Trela pozywa Pawłowicz za "dziada kalwaryjskiego". "Sędzia TK powinna mieć nieposzlakowaną opinię"
Obserwuj naTemat w Wiadomościach Google
- Krystyna Pawłowicz już nieraz pokazała, że nie potrafi utrzymać nerwów na wodzy.
- Sędzie TK zamieściła w mediach wpis, w którym nazywa Tomasza Trelę m.in. "chamem, łobuzem i dziadem kalwaryjski".
- Poseł Lewicy ogłosił, że po majówce złoży zawiadomienie do prokuratury.
Pawłowicz do Treli: "Dziadu kalwaryjski!"

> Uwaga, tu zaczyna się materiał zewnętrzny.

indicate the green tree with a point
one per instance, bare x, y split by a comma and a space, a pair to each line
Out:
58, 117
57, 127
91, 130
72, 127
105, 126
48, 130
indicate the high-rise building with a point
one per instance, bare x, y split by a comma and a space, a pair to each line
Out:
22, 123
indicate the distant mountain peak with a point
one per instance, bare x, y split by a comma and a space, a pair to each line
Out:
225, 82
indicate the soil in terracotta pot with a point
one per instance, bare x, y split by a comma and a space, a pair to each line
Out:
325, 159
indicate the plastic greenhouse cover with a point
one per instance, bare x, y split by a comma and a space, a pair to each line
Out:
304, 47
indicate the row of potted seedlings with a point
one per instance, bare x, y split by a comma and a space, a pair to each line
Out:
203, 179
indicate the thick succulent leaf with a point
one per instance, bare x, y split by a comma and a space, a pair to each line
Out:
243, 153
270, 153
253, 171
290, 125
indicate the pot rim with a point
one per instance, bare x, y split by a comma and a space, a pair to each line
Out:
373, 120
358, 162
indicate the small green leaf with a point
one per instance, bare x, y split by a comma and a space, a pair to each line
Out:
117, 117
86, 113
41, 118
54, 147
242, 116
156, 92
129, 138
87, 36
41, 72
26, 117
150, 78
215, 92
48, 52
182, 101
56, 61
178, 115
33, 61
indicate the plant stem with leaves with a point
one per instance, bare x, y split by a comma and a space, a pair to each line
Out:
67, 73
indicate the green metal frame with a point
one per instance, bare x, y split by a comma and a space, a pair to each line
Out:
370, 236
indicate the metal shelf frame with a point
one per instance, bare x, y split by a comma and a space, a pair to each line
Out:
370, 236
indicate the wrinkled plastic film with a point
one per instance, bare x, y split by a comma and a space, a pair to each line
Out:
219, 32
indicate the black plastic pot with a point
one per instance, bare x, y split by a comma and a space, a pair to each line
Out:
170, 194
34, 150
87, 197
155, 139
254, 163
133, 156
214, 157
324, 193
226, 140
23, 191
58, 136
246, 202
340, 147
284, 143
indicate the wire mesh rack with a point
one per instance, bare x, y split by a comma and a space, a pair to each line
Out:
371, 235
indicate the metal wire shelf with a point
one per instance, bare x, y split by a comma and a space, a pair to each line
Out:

Poseł Lewicy Tomasz Trela złożył wniosek o ujawnienie oświadczenia majątkowego m.in. sędzi Trybunału Konstytucyjnego Krystyny Pawłowicz. W dokumencie podkreślił, że Pawłowicz do tej porty nie udostępniła dokumentów, podobnie jak sędziowie Piskorski, Sochański, Warciński i Wyrembak. Zdaniem posła sędzia TK powinien złożyć oświadczenie majątkowe o swoim stanie majątkowym i dotyczy to zarówno majątku odrębnego, jak i tego ze wspólnoty majątkowej.
Nie spodobało się to Krystynie Pawłowicz, która dała upust swoim emocjom na Twitterze. Określiła posła Lewicy długą listą inwektyw.
"Lewacki poseł Tomasz Trela chce ujawnienia mego stanu majątkowego... Ty chamie! Łobuzie! Dziadu kalwaryjski! Udowodnij najpierw, że brałam łapówki! V ruska kolumno! Łachu jeden! Albo na kolana, pod stół i odszczekać! Was ucieszy tylko seria w nasze plecy" – napisała Pawłowicz.
Utajnienie majątków
Zdaniem Tomasza sędzia TK ma obowiązek złożyć oświadczenie o swoim stanie majątkowym. Pięcioro sędziów TK: Bartłomiej Sochański, Michał Warciński, Justyn Piskorski i Jarosław Wyrębak oraz Krystyna Pawłowicz złożyło wniosek o utajnienie ich oświadczeń. Prezes TK Julia Przyłębska wniosek przyjęła. Kiedy Trela dowiedział się o decyzji Przyłębskiej, napisał na Twitterze:
"Osoba publiczna, która nie chce ujawnić swojego oświadczenia majątkowego, bierze po prostu w łapę. Jestem ciekawy, ile i za co wzięła Pawłowicz z Przyłębską?" - co jak się okazało rozwścieczyło Pawłowicz, czemu dała wyraz w cytowanym powyżej wpisie.
Trela idzie do sądu
Na zorganizowanej w piątek 29 kwietnia konferencji prasowej pod gmachem Trybunału Konstytucyjnego, Tomasz Trela poinformował, że z Krystyną Pawłowicz spotka się w sądzie. Na spotkanie przyniósł własne oświadczenie majątkowe i takiego samego dokumentu domaga się od Pawłowicz.
- Przejrzystość w życiu publicznym jest bardzo ważne. Po trzech dniach Krystyna Pawłowicz się odezwała. Sędzia TK powinna mieć nieposzlakowaną opinię. Po święcie majowym złożę zawiadomienie do prokuratury. Z panią Pawłowicz spotkam się w sądzie. - zapowiedział poseł podczas konferencji.
Czytaj także: Odlot Pawłowicz we wpisie o Niemczech. "Wyjaśniła", dlaczego tolerują agresję Rosji
Poseł Trela zaapelował do ministra sprawiedliwości Zbigniewa Ziobry, aby ta sprawa nie została "schowana do szuflady". – Jeśli tak się nie stanie, to wystąpię z powództwa cywilnego - dodał.
– Nie ma na takie słowa zgody. To naczelna hejterka w kraju. PiS to partia hejtu. Nieopublikowanie oświadczenia majątkowego to ukrywanie majątku - oświadczył Krzysztof Gawkowski, obecny przed gmachem Trybunału.
Przypominamy, że sędzie Trybunału Konstytucyjnego posiada immunitet, co oznacza, że nie może być, bez uprzedniej zgody Trybunału Konstytucyjnego, pociągnięty do odpowiedzialności karnej ani pozbawiony wolności.